Philly Fed President Plosser Doesn’t Favor More Stimulus, Sees “Underlying Strength” in Economy

Federal Reserve Bank of Philadelphia President Charles Plosser spoke with Bloomberg Television’s economics editor Mike McKee about the outlook for the global economy. Plosser says that he sees no need for more monetary stimulus now while noting the fundamental strength in the economy.

Here are the key highlights from the interview, courtesy of Bloomberg Television:

Plosser on whether his economic views have changed:
“I haven’t changed my forecast very much, that’s certainly true. We’ve had a lot of data come in over the last couple of months, but a lot of it has been complicated by special events whether it be the tax credit in housing or the crisis in Europe or the census hiring on the employment side.  I think I’m waiting for some of the noisiness in the data to sort of clear up over the course of the rest of the summer and early into the fall to get a good sense of where the underlying trend of the economy is. I do not want to be taken aback too much by just month-to-month changes.”

Plosser on where he sees strength in the economy:
“I think the strength was there before the noise came in. I see some clouds on the horizon if you will, with some increased risk due to the, particularly Europe and how that might play out. But I think as we go through, we’ll see confidence return, and a little more assurances that we’ll get through this and when that happens, the consumer will come back and businesses will begin investing again. They were very aggressive in the first part of this year. I see no reason why they wouldn’t do that, particularly given that their earnings, the prospects they have. So I think there is underlying strength that is still there.”

“When we have been through a financial crisis, we suffer enormously because of the financial crisis. There’s a lot of uncertainty, a lot of things people have never seen before.  So when the Greek challenges came upon us, it’s natural that people were a little skittish about what might happen again.  And so I think they pulled back. We will have to wait and see how this plays out.”

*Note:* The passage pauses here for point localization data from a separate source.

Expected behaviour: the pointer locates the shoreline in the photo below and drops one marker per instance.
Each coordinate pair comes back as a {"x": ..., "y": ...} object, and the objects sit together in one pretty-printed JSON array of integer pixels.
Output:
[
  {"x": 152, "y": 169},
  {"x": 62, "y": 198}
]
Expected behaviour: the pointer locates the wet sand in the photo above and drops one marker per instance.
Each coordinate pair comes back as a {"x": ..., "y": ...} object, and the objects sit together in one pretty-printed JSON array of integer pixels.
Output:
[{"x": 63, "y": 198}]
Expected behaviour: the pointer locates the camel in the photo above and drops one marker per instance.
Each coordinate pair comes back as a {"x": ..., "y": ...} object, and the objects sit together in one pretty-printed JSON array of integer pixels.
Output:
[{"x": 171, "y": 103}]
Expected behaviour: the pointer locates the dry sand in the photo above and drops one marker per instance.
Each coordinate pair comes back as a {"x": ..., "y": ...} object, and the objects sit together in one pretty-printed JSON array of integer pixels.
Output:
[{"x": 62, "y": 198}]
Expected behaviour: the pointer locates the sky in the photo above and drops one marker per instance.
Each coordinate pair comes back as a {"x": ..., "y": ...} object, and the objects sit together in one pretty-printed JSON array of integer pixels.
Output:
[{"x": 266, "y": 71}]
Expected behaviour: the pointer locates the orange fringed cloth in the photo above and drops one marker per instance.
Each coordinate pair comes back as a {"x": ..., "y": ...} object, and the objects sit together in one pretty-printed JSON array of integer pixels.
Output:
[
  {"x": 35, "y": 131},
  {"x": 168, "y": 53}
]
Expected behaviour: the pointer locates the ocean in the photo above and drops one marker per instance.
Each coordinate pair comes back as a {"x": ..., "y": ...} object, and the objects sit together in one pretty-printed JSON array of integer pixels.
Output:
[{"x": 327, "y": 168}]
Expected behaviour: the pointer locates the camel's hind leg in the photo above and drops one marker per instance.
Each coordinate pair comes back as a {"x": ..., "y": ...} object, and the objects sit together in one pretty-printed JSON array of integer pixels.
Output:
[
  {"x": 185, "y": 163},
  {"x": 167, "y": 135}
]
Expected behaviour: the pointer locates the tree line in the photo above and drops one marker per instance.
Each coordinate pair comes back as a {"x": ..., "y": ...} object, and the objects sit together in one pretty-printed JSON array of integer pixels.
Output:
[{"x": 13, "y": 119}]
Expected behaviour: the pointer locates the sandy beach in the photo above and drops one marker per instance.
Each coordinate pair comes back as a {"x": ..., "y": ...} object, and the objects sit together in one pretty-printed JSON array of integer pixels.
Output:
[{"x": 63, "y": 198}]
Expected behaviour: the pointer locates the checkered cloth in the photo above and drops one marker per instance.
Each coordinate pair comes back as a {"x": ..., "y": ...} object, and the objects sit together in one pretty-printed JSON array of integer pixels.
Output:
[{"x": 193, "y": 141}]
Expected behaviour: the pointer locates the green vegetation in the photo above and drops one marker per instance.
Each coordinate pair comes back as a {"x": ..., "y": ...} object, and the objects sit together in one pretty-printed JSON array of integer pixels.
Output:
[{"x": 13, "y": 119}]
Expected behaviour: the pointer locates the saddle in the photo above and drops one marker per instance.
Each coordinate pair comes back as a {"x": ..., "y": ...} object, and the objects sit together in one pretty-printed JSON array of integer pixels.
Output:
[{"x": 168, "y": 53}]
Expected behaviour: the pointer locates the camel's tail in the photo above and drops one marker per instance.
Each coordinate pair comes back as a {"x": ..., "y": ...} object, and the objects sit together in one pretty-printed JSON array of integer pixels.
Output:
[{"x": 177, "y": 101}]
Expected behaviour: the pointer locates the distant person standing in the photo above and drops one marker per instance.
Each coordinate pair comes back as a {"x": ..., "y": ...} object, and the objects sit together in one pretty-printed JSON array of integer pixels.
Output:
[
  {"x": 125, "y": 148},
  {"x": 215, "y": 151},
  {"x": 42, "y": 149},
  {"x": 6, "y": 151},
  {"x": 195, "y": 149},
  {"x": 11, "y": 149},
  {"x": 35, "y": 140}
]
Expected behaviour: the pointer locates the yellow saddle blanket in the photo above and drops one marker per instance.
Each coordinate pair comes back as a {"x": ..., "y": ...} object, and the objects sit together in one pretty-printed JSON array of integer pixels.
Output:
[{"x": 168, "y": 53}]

On whether the Fed should be doing more to stimulate the economy:
“I do not think there’s any call for it at this point. Like I said, I haven’t changed my forecast that much. So I don’t think there is any role for the Fed, at least in the near term.  Of course, things could change, the economy could take a much worse path than I think it is. But if it did, we have ammunition to act if we want to.

“But I would caution people that the Fed will look at both the cost and benefits of any action we undertake and we have to understand that the actions we take may not be the right medicine for the disease that we have and we would sort of have to look at that very carefully.”

On Bernanke’s suggestions in changing the Fed statement including buying more securities, mortgage bonds, lowering interest rates paid on reserves:
“They might [benefit the economy], depending on what we think the diagnosis to the problem of the economy is…The Fed has supplied a lot of liquidity to the system right now.  We have to proceed very cautiously as to whether or not anything we would do – lowering the interest rates closer to zero –could have very  disruptive of the effects on the financial markets. If we bought treasury bills, we could un-anchor expectations on inflation because the public might begin to think we’re going to buy up the public debt. And so we have to be careful about how we proceed going forward.”

Plosser on whether businesses are projecting stronger earnings:
“It certainly seems to be true in corporate America, for big businesses right now. They seem to be growing in confidence about the outlook; they seem to be, as you said, raising their guidance. That’s all part of the underlying strength, I think, of the economy going forward. Small businesses have a little different story. They still see weak demand. Not all of them, but many do. And so there’s still challenges left ahead. But I think the response of corporate America and big firms, in large part, is a good sign.”

On public concern over deflation:
“I don’t think deflation or sustained deflation is a real problem at this point. It is hard to imagine how you can get that when you have $1 trillion in excess reserves sitting in the banking system or as long as expectations of inflation are well anchored.”

“I think we’re going to see some low inflation numbers. We don’t have deflation right now. Low inflation is not a bad thing. As long as expectations stay anchored, I don’t believe we will risk any sustained amount of deflation.”